Elvis Presley played to sold-out crowds in Las Vegas, stadiums all around the country, and even a satellite concert broadcast all over the world.
But there was that one time when Elvis played a concert at Bono High School.
A young Region 8 woman got the idea from her mother and the rest is history.
“I was Betty Craft from Bono,” Betty (Craft) Hogue Klinke said.
At just 15-years-old, Betty was quite taken with the singer from Memphis.
“I had seen him in Nettleton and oh, I just fell in love with him,” Klinke said.
A few months later, her class was trying to raise money for a senior trip and her mother suggested...
“Why don’t you get Bob Neil to bring the show over from Memphis with Elvis?” Mrs. Craft told her daughter.
Bob Neal was a radio announcer in Memphis.
“He’d come on every morning at 6 o’clock,” Klinke said.
Not only did he play big names on the radio, but he also represented them. So Klinke called him.
“He said, “‘I’ll be sending you posters.’” Klinke explained what Neal expected.
And, he sent a letter finalizing plans for the big show at the Bono High School Gym on September 6, 1955.
“It had the Elvis Presley Show starring Betty Craft and Bob Neil (on the posters) and I thought, oh... what am I gonna do?” Klinke said.
Her mother insisted she tell her Dad, who ran the Pride of Dixie Syrup Company, but there was nothing sweet about his reply.
“He stood up from his desk and he shook his finger at me. ‘No daughter will have her name on a billboard with Elvis Presley with those sideburns and he didn’t know about the shaking hips!’” Klinke explained.

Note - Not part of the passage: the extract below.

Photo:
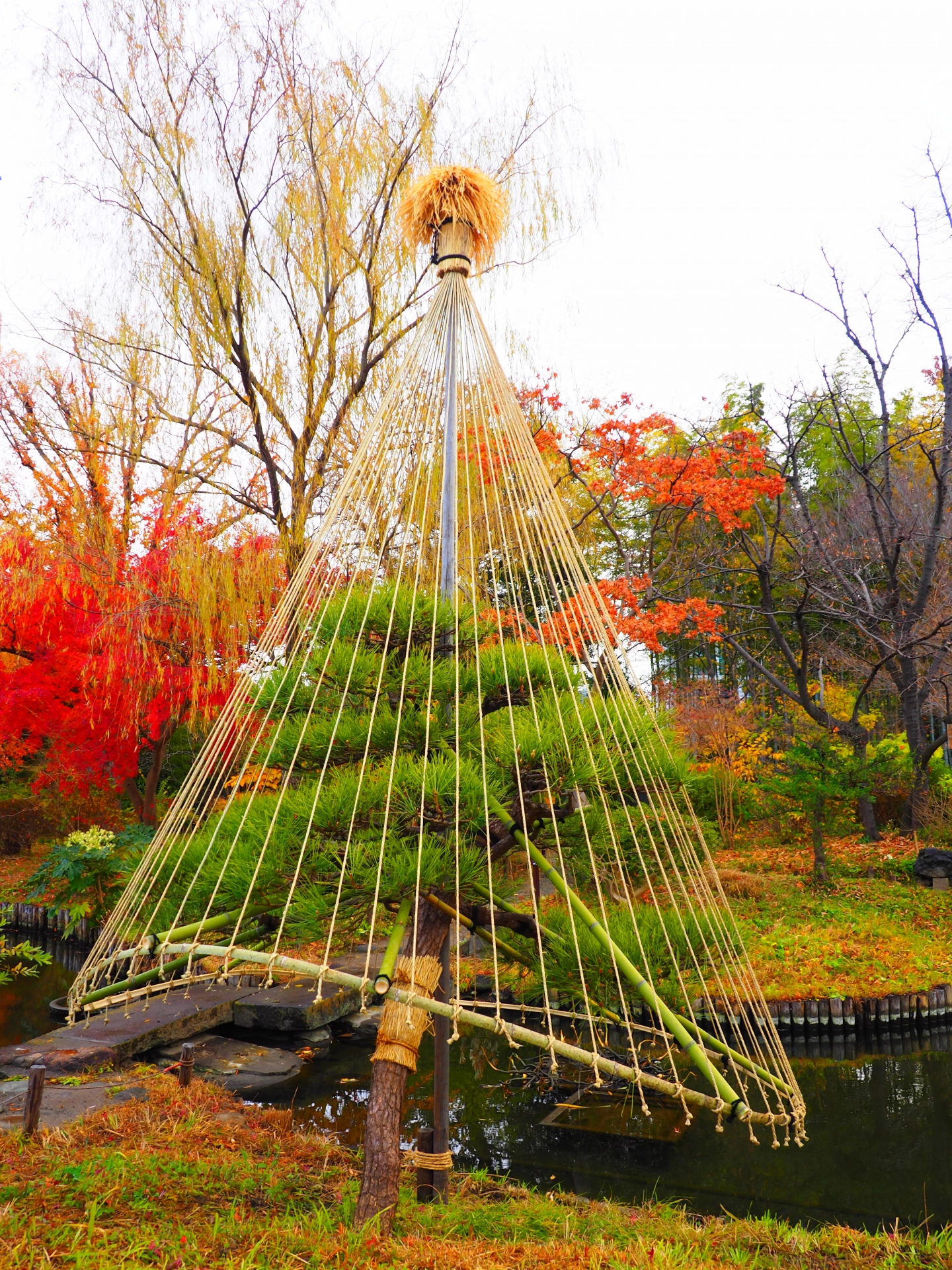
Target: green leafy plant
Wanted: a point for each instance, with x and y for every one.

Those posters went in the trash, but Neal sent more without her name.
The night of the concert...
“Cars were parked all the way along the highway and all the way down,” Klinke pointed out where the traffic jam was.
Her job that night was to show Elvis to his dressing room.
“He stood in the door there with his guitar and a smile you know that lop-sided grin...and I melted,” Klinke said with a big smile and a giggle.
Klinke remembers it like it was yesterday.
“You were 15,” I said.
“And he was 19,” Klinke said.
“Then he looked at me and picked up that guitar and strummed, “Baby won’t you play house with me and I thought goodness gracious!” Klinke said. “This is wonderful!”
He even shared...
“I just got my first Cadillac and I just can’t wait to get home and show it to Momma,” Presley told her.
“So this is it!” I said. “This is where Elvis played.” I pointed at the Bono High School Gym overrun with weeds. Several of the windows are broken and boarded up.
Time has not been kind to the gym.
It has fallen into disrepair.
But, one incredible September night in 1955, well over a thousand people packed into this building.
“The kids were yelling and screaming,” Klinke said.
So many people came to see Elvis Presley, Johnny Cash, Roy Orbison, and Carl Perkins that night that the floor caved in here at the Bono High School Gym and Betty knew her Dad, a school board member, would not be happy.
“I was just happy and miserable all at the same time. Happy about the music and miserable thinking about seeing my Dad at the breakfast table the next morning,” Klinke said.
But her Sunday School teacher, Miss Nellie, would be the first to express dismay.
“She walked up to my Dad and said, “‘Hollis, I’m telling you rock and roll is the ruination of our kids.”
“My Dad said, “It’s terrible Miss Nellie and they both stared at me and I didn’t say a word.”
Less than two months from Elvis’ appearance in Bono, he would sign with Colonel Tom Parker and there would be no more small town concerts.
Elvis was destined for bigger things... but he left his mark: a “love you” autograph to Betty, $2,500 in the bank for the Class of ‘57, and memories that last a lifetime.